Em Compêndio para uso dos pássaros, Manoel de Barros se propunha a desaprnder a língua com as crianças para ficar ainda mais livre.
Gramática expositiva do chão veio seis anos depois. Um voo absolutamente ousado entre os vocábulos, criando um novo espaço cubista surreal na linguagem. Aqui, a poesia de Manoel de Barros busca os resíduos rejeitados pela sociedade de consumo, "o que pode ser carregado como papel de vento". A sua Máquina de Chilrear, título emprestado de um quadro de Paul Klee de 1922, costura tudo o que é julgado imprestável e transforma, em seu uso doméstico, em poesia. Até o caramujo com olhos embaçados de noite.

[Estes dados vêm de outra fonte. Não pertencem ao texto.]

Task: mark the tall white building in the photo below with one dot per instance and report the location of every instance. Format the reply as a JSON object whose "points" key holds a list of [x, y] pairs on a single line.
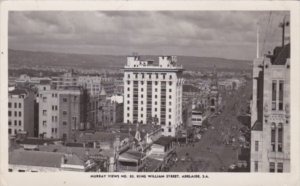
{"points": [[153, 93], [59, 112], [21, 112]]}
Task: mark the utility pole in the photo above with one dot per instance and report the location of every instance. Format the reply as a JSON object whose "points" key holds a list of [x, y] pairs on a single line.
{"points": [[282, 25], [257, 42]]}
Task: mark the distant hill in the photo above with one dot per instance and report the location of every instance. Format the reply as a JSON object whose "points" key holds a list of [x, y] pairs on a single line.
{"points": [[88, 61]]}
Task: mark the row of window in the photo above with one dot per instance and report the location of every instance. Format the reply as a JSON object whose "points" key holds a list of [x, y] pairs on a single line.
{"points": [[21, 170], [16, 105], [16, 114], [150, 75], [271, 166], [149, 83], [54, 118], [15, 122], [142, 89], [13, 132], [142, 115], [277, 94], [155, 96]]}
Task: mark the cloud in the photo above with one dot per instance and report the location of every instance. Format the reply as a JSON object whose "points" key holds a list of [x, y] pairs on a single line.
{"points": [[230, 34]]}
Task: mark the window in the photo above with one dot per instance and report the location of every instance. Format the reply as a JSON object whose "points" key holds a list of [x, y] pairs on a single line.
{"points": [[280, 137], [280, 167], [280, 101], [273, 135], [272, 167], [256, 166], [274, 85], [256, 145]]}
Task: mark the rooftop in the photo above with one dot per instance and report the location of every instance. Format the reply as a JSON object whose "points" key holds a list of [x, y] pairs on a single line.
{"points": [[18, 92], [164, 140], [257, 126], [35, 158]]}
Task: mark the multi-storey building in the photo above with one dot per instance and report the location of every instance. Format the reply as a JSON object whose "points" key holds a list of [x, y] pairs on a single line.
{"points": [[153, 91], [59, 112], [91, 83], [21, 112], [270, 119], [66, 80], [214, 97]]}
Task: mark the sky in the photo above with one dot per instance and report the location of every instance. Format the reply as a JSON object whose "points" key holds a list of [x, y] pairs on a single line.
{"points": [[224, 34]]}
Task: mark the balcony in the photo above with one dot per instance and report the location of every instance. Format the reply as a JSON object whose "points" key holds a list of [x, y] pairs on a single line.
{"points": [[278, 155]]}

O chão, o inútil, os fragmentos desprezados reunidos em pura poesia. o "dão" desse menino que enlouquece o verbo, a palavra, os verbos e os objetos, fazendo, como ele diz, casamentos anômalos entre os vocábulos, numa brincadeira à vera, afirmando que "a poesia é, antes de tudo, um inutensílio"...
A incomparável originalidade da poesia de Manoel de Barros, o domínio do som, do ritmo, dos sentidos, do inútil, dos arquissemas abaixo da linha do horizonte, chão árvore pedra lesma, se repetem neste homem de lata, contaminado de pássaros, de árvores, de rãs. Que foi feito para ser ninguém e nem nunca, musgo, líquen, limo, folha caída amarelada decomposta que vai virar sapato, se transformar numa árvore. Palavra que faz de conta que é simples, mas, ao contrário, é sofisticada, trabalhada, burilada ao ponto de chão. Domada, montada e submetida pelo poeta, e, por isso, imortal. Manoel de Barros descobriu o milagre da multiplicação das leituras: sua poesia não se esgota, e maravilha sempre quem a lê, com encanto impossível de se acabar. E nos transporta e nos leva por descaminhos únicos, em estado de graça. Amém.